You are viewing a plain text version of this content. The canonical link for it is here.
Posted to users@zeppelin.apache.org by Sourav Mazumder <so...@gmail.com> on 2015/10/20 15:54:32 UTC

Cannot use arbitrary external jar files in spark_submit through Zeppelin - should be fixed

Looks like right now there is no way one can pass additional jar files to
spark_submit from Zeppelin.The same works fine if I am not using
spark_submit option (by not specifying spark_home).

When I checked the code interpreter.sh I found that for the class path it
only passes the zeppelin-spark*.jar available in
zeppelin_home/interpreter/spark directory.

I suggest to put this as a bug/enhancement. The solution should be pretty
easy by making some small changes in interpreter.sh (I've done the same and
could make it work with some external_lib folder under
zeppelin_home/interpreter/spark directory).

Regards,
Sourav

Re: Cannot use arbitrary external jar files in spark_submit through Zeppelin - should be fixed

Posted by Sourav Mazumder <so...@gmail.com>.
Thanks a lot Moon. This works.

Regards,
Sourav

On Tue, Oct 20, 2015 at 6:52 PM, moon soo Lee <mo...@apache.org> wrote:

> Sourav,
>
> There're couple of ways to add external jar when Zeppelin (0.6.0-SNAPSHOT)
> uses spark-submit command.
>
> 1. Using %dep interpreter, as Vinay mentioned.
>     eg)
>        %dep
>         z.load("group:artifact:version")
>
>         %spark
>         import ....
>
> 2. By adding spark.files property at SPARK_HOME/conf/spark-defaults.conf
>      eg)
>         spark.files  /path/to/my.jar
>
> 3. By exporting SPARK_SUBMIT_OPTIONS env variable in
> ZEPPELIN_HOME/conf/zeppelin-env.sh
>      eg)
>         export SPARK_SUBMIT_OPTIONS="--packages group:artifact:version"
>      note) does not work for pyspark yet.
> https://issues.apache.org/jira/browse/ZEPPELIN-339
>
> Hope this helps.
>
> Best,
> moon
>
> On Wed, Oct 21, 2015 at 12:55 AM Vinay Shukla <vi...@gmail.com>
> wrote:
>
>> Saurav,
>>
>>
>> Agree this would be a useful feature. Right now Zeppelin can import
>> dependencies from Maven with %dep interpreter. But this does not understand
>> spark-packages.
>>
>>
>> -Vinay
>>
>>
>> On Tue, Oct 20, 2015 at 6:54 AM, Sourav Mazumder <
>> sourav.mazumder00@gmail.com> wrote:
>>
>>> Looks like right now there is no way one can pass additional jar files
>>> to spark_submit from Zeppelin.The same works fine if I am not using
>>> spark_submit option (by not specifying spark_home).
>>>
>>> When I checked the code interpreter.sh I found that for the class path
>>> it only passes the zeppelin-spark*.jar available in
>>> zeppelin_home/interpreter/spark directory.
>>>
>>> I suggest to put this as a bug/enhancement. The solution should be
>>> pretty easy by making some small changes in interpreter.sh (I've done the
>>> same and could make it work with some external_lib folder under
>>> zeppelin_home/interpreter/spark directory).
>>>
>>> Regards,
>>> Sourav
>>>
>>
>>

Re: Cannot use arbitrary external jar files in spark_submit through Zeppelin - should be fixed

Posted by lisak <li...@gmail.com>.
Hi,

the problems with %deps were varying error messages about that it shouldn't
be executed before %spark interpreter and also it seemed to me that it was
always working for the first time and if I ran it for second time I got
weird errors about different content in jvm classes...
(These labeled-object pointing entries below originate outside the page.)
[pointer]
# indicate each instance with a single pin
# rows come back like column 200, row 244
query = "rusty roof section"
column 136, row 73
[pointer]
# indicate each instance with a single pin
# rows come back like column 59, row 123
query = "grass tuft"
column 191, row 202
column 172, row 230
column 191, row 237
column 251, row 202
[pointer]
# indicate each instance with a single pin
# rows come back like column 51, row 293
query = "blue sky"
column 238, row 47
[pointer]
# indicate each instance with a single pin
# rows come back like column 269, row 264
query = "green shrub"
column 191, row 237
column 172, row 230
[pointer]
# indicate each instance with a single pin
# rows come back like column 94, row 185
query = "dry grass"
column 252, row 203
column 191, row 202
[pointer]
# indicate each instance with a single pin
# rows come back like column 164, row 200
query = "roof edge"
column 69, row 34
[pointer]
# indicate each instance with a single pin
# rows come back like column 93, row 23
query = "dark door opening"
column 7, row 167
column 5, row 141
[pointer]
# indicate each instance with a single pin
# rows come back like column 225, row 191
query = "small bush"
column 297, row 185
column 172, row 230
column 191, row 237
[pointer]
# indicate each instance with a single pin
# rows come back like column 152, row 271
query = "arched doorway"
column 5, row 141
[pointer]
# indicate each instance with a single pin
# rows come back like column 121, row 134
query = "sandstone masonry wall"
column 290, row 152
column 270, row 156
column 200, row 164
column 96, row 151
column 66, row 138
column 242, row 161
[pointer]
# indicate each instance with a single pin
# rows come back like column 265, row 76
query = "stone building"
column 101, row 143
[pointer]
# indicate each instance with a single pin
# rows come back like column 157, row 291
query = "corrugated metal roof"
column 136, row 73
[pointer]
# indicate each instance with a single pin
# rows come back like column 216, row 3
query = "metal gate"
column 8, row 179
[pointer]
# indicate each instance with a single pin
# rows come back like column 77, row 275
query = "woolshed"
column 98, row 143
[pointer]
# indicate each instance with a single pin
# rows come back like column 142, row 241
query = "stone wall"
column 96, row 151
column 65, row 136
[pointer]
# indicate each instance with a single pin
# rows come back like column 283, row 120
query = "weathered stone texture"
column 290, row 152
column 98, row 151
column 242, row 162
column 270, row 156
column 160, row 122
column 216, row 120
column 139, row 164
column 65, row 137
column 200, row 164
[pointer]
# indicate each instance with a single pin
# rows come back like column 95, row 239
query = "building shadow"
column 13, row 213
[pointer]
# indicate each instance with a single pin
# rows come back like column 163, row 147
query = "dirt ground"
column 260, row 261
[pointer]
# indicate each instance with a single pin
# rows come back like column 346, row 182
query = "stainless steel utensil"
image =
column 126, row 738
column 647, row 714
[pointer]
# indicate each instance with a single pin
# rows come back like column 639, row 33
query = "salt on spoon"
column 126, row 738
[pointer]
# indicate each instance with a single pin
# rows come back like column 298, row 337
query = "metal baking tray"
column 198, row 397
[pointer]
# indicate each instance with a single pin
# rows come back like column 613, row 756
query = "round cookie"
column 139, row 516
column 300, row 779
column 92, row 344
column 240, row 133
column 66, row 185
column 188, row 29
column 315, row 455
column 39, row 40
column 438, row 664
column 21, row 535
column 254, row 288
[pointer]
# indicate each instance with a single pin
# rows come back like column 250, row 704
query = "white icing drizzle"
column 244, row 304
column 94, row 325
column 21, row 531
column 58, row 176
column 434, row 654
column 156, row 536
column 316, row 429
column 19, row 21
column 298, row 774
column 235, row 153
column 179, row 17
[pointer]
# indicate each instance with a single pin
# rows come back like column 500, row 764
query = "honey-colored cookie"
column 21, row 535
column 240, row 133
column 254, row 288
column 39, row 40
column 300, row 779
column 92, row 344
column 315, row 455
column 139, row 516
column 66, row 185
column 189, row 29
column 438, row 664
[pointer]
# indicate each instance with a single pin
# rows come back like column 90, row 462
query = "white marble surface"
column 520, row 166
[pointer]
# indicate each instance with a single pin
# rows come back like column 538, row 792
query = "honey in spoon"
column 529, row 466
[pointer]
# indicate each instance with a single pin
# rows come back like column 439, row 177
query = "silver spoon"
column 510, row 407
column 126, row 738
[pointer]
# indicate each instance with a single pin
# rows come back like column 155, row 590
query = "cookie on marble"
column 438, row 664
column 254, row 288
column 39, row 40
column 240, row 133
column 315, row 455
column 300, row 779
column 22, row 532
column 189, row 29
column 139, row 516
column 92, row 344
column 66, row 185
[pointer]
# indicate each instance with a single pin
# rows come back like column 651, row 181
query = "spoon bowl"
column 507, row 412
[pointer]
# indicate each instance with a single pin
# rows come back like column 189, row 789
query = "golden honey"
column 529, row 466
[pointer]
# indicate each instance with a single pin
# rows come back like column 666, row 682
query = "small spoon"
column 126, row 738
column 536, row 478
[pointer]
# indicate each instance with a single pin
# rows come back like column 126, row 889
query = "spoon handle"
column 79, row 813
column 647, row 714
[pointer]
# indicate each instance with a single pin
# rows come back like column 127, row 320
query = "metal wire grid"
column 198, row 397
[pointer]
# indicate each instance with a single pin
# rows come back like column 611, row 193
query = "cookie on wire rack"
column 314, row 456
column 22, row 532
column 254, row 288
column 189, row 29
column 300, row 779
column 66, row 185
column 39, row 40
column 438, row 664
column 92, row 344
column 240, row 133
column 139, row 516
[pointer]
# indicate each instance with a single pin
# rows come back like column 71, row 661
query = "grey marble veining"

Anyway what works for me is : using `--jars` for libraries that executors
need and doing only : 

z.addRepo("sonatype-snapshots",
"https://oss.sonatype.org/content/repositories/snapshots", true)
z.load("com.example:spark-extensions_2.10:0.09-SNAPSHOT")
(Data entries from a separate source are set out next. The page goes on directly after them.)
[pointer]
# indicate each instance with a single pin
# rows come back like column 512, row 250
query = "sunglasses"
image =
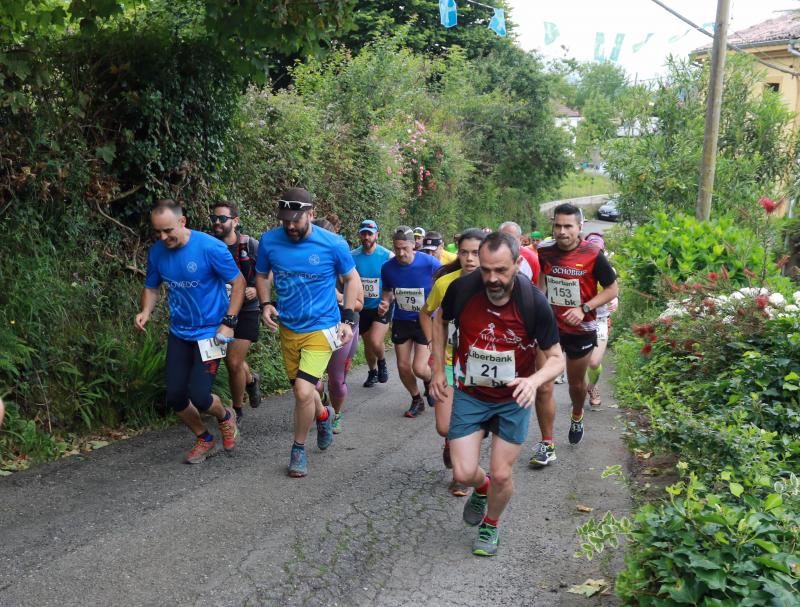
column 295, row 205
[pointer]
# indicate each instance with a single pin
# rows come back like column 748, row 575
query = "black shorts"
column 578, row 345
column 403, row 330
column 367, row 317
column 248, row 325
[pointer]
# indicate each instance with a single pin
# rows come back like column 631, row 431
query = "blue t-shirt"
column 411, row 284
column 195, row 275
column 305, row 276
column 369, row 268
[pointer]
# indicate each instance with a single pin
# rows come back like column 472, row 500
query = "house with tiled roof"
column 773, row 41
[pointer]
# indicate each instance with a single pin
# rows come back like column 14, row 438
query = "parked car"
column 609, row 211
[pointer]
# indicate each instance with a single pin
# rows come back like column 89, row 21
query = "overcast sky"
column 579, row 21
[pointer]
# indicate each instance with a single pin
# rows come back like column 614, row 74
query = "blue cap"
column 369, row 225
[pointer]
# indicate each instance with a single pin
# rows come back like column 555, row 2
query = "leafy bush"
column 717, row 378
column 680, row 248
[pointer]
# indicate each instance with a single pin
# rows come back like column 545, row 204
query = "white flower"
column 777, row 300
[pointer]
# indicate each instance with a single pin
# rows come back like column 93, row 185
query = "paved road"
column 372, row 524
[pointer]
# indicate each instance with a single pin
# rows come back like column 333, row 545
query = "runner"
column 500, row 320
column 571, row 270
column 369, row 258
column 529, row 264
column 225, row 225
column 603, row 331
column 466, row 262
column 419, row 235
column 339, row 364
column 305, row 262
column 407, row 279
column 433, row 244
column 195, row 267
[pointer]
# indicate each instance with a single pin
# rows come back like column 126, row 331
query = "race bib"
column 564, row 291
column 489, row 368
column 602, row 329
column 332, row 335
column 370, row 288
column 211, row 350
column 410, row 300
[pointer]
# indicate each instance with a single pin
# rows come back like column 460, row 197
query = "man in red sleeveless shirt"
column 502, row 320
column 571, row 270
without %deps, for dependencies that are used in driver/notebook ...

^^ this combination seems to be working and not causing any problems at all

Btw for using hadoop-aws the best thing one can do is : 

--jars=file:/some/path/aws-java-sdk-1.7.14.jar,file:/some/path/hadoop-aws-2.6.0.jar

Otherwise one is always fighting problems with clashes of transitive
dependencies 



--
View this message in context: http://apache-zeppelin-users-incubating-mailing-list.75479.x6.nabble.com/Cannot-use-arbitrary-external-jar-files-in-spark-submit-through-Zeppelin-should-be-fixed-tp1277p1797.html
Sent from the Apache Zeppelin Users (incubating) mailing list mailing list archive at Nabble.com.

Re: Cannot use arbitrary external jar files in spark_submit through Zeppelin - should be fixed

Posted by Felix Cheung <fe...@hotmail.com>.
There might be some difference since the former has some dependencies resolutions.
What is the issue you have with %dep?What is the dependency it has conflict with Hadoop-aws?
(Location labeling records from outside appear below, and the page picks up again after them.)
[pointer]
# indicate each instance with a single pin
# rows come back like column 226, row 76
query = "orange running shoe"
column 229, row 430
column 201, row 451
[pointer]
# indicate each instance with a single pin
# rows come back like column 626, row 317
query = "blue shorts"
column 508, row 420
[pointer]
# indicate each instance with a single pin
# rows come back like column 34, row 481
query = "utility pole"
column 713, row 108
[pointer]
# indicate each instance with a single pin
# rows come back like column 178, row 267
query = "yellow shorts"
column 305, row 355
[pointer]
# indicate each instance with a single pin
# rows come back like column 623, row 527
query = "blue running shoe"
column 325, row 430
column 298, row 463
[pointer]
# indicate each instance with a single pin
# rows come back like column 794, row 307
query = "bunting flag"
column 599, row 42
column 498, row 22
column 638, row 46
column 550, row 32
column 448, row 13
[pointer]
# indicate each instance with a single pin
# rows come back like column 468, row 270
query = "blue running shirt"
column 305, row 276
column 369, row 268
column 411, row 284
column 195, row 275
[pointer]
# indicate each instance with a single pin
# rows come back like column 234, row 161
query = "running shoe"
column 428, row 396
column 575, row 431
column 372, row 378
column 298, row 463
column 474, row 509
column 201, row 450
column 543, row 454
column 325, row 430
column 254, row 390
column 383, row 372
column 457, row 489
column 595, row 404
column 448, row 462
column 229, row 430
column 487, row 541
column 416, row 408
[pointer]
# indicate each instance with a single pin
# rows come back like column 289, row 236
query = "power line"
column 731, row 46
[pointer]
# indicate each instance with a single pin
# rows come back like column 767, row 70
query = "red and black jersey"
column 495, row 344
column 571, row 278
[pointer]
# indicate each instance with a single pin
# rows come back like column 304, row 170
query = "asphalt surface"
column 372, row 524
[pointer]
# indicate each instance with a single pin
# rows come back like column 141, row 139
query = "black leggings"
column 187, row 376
    _____________________________
From: lisak <li...@gmail.com>
Sent: Monday, December 14, 2015 12:03 PM
Subject: Re: Cannot use arbitrary external jar files in spark_submit through Zeppelin - should be fixed
To:  <us...@zeppelin.incubator.apache.org>


                   I guess that :    
    
 %deps   
 z.reset()   
 z.load("org.apache.hadoop:hadoop-aws:2.6.0")   
    
 isn't the same as doing :   
    
 SPARK_SUBMIT_OPTIONS="--packages org.apache.hadoop:hadoop-aws:2.6.0"    
    
 because the latter leads to weird dependency conflicts    
    
    
    
    
    
 --   
 View this message in context:    http://apache-zeppelin-users-incubating-mailing-list.75479.x6.nabble.com/Cannot-use-arbitrary-external-jar-files-in-spark-submit-through-Zeppelin-should-be-fixed-tp1277p1784.html   
 Sent from the Apache Zeppelin Users (incubating) mailing list mailing list archive at Nabble.com.   
       


  

Re: Cannot use arbitrary external jar files in spark_submit through Zeppelin - should be fixed

Posted by lisak <li...@gmail.com>.
I guess that : 

%deps
z.reset()
z.load("org.apache.hadoop:hadoop-aws:2.6.0")

isn't the same as doing :

SPARK_SUBMIT_OPTIONS="--packages org.apache.hadoop:hadoop-aws:2.6.0" 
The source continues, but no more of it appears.